Critique parue en avril 2017 dans Bifrost n° 86

Auteur aussi brillant que populaire, le canadien Guy Gavriel Kay est de nouveau réédité par les éditions l’Atalante deux ans après Les Chevaux célestes, autre énorme pavé situé dans le même univers que le présent ouvrage. Cette fois, Le Fleuve céleste délaisse la IXe dynastie pour la XIIe et propulse le lecteur trois siècles plus tard, dans une Chine fantasmée, terreau fertile pour l’imagination fabuleuse et la plume élégante de l’écrivain. Comme à son habitude, Kay se sert d’une base historique solide – qu’il revendique légitimement – pour tisser une histoire ambitieuse, polyphonique et finalement grandiose. À la différence des Chevaux célestes, le lecteur n’entre plus dans un empire en pleine gloire, mais bien dans une Kitaï qui se meurt, qui décline. L’empereur n’est plus qu’un homme mal conseillé, étouffé par la cacophonie des clans conservateurs et progressistes. Le Fleuve céleste n’est pourtant pas qu’une histoire de cours et de nobles, mais bien celle de l’ascension d’un homme, un Robin des Bois à la sauce asiatique, qui finit par accomplir un fabuleux destin. Celui de résister, de briller et de se hisser au-dessus de la médiocrité de l’élite intellectuelle de l’époque. Rai Daiyan, personnage magnifique et flamboyant, s’avère encore plus réussi qu’un certain Shen Tai dont on se souvient pourtant avec émotion. À ses côtés naviguent des seconds rôles tout aussi réussis et passionnants, à commencer par Lin Shan, l’une de ces figures féminines dont Kay a le secret, et Zhao Ziji, ami et combattant plein de fougue et d’honneur.

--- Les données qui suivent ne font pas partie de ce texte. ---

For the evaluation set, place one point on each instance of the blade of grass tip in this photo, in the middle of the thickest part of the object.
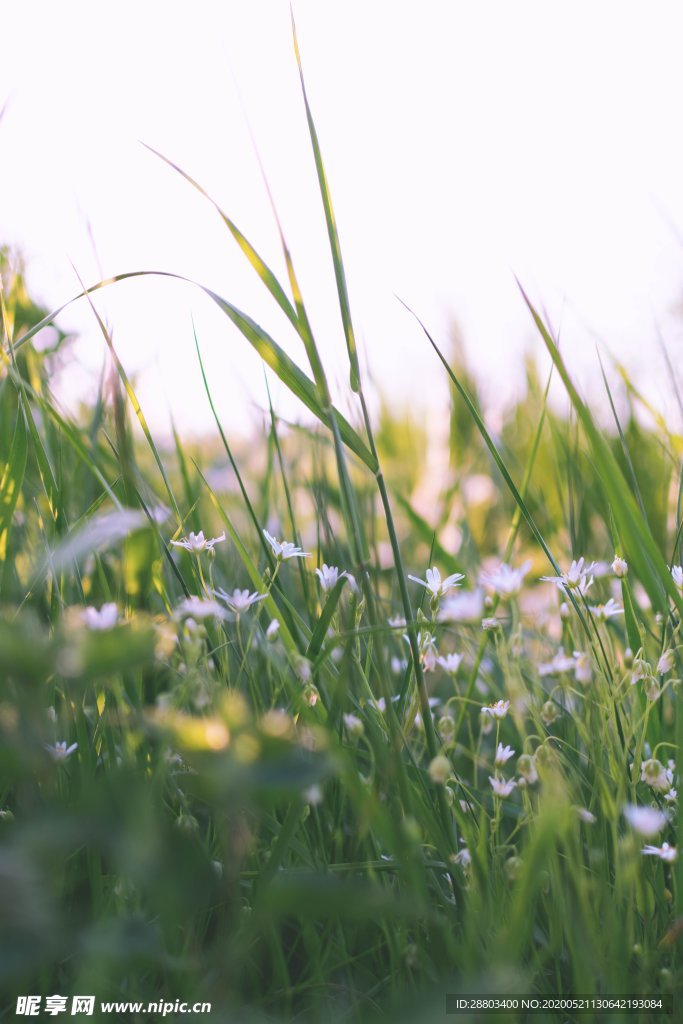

Le Fleuve céleste arrive rapidement à surpasser son illustre aîné. D’abord parce que Kay semble n’avoir plus besoin d’introduire son univers, ensuite parce que les intrigues politiques et la dimension épique s’équilibrent avec une facilité évidente. Au-delà de ces atouts primordiaux, c’est aussi, et surtout, la beauté et l’exotisme de cet univers tiré de la Chine ancienne qui fait tout le charme du roman. Habitué à bâtir des univers depuis toujours, l’auteur canadien délivre ici une superbe toile de fond où la poésie, la calligraphie, les jardins et les mélodies de pipa deviennent autant d’éléments dépaysant mais aussi fascinants. On est tout de suite transporté par la plume de Kay, par l’intelligence de la construction de son récit et l’entrelacs de ses fils narratifs.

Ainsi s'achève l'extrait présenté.